Yönetmen Paweł Pawlikowski tarafından 2013 yılında çekilen Polonya yapımı, siyah beyaz bir film.
Yönetmenin başarılarını, Polonya sinemasının harikalığını söylemeyeceğim. Daha çok filmin insanı içine çeken kadrajlarıyla hikayesinden bahsetmek istiyorum.
Başkarakterimiz Ida, bir rahibe manastırına yetim olarak bırakılmıştır. Rahibe yemini etme zamanı geldiğinde rahibeler, Ida'nın onu şimdiye kadar hiç arayıp sormayan teyzesiyle görüşmesi gerektiğini söylerler. O da teyzesine gelir. Teyzesi çok içki ve sigara içen, kiminle yatıp kalktığı belli olmayan bir kadındır.
Teyzesi Ida'ya ailesinin Yahudi soykırımında öldürülmesini anlatır. Ida, ailesinin mezarını ziyaret etmek ister ama mezarların yeri bilinmemektedir.
Lafı çok uzatmadan asıl anlatılmak istenen yere döneceğim. Ida bu yolculuk esnasında ilk başta teyzesinin bu hayatına soğuk ve tepkili yaklaşsa da zamanla alışmaya başlar. Erkeklerin ilgisiyle karşılaşınca kendi güzelliğinin farkına varır. Ailesinin cesetlerini bulup aile mezarlarına gömdükten sonra kiliseye geri döner ama rahibe olmak istemez. O sırada teyzesi yine çok içer ve bir sabah kendini camdan atar.

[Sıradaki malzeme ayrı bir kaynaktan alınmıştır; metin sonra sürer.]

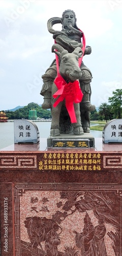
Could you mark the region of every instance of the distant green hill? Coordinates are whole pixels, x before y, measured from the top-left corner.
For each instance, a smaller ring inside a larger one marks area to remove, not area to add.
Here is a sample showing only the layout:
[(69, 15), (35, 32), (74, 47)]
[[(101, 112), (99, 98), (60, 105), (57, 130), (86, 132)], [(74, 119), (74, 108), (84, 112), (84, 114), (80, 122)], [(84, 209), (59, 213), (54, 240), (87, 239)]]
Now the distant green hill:
[(15, 109), (6, 111), (7, 117), (10, 119), (28, 119), (30, 110), (36, 110), (37, 117), (39, 118), (50, 119), (51, 118), (50, 110), (43, 110), (41, 105), (31, 102), (27, 106), (18, 106)]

Evi, malı mülkü Ida'ya kalır. Ida bu intihardan etkilenir ve teyzesi gibi giyinmeye, sigara ve içki içmeye, partilere katılmaya başlar. Ama bütün bu keşmekeşliğin anlık zevklerden ibaret olduğunu anlar. Hayat; ne yaparsan yap dertsiz, tasasız geçmemektedir. Huzurun dini bir yaşantıda olduğunu anlayıp kiliseye geri döner.

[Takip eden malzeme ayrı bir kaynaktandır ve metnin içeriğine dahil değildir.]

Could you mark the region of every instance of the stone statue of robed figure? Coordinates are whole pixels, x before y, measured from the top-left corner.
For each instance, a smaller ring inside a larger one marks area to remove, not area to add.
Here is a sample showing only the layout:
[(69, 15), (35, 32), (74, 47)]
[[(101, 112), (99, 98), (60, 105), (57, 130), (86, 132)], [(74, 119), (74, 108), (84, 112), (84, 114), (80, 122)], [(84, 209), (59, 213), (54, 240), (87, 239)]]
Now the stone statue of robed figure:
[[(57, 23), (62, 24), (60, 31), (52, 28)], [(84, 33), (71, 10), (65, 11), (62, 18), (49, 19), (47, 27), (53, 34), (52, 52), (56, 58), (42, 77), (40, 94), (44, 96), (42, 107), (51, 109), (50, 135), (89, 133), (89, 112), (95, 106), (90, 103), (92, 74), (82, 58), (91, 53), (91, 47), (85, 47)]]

Hikayesinin durağan ve didaktik bir anlatımının olması beni çok rahatsız etmedi ama mesajı bu kadar gözümüze gözümüze sokmasaydı dedim.
Görüntülere gelince; filmin kamera, ışık, gölge kullanımı gerçekten mükemmel hatta son yıllarda izlediklerim arasında en iyilerden diyebilirim. 2013 yılında çekilmiş ama 1950 yılından önceki filmleri hatırlattı.
Ben keyifle izledim size de iyi seyirler dilerim.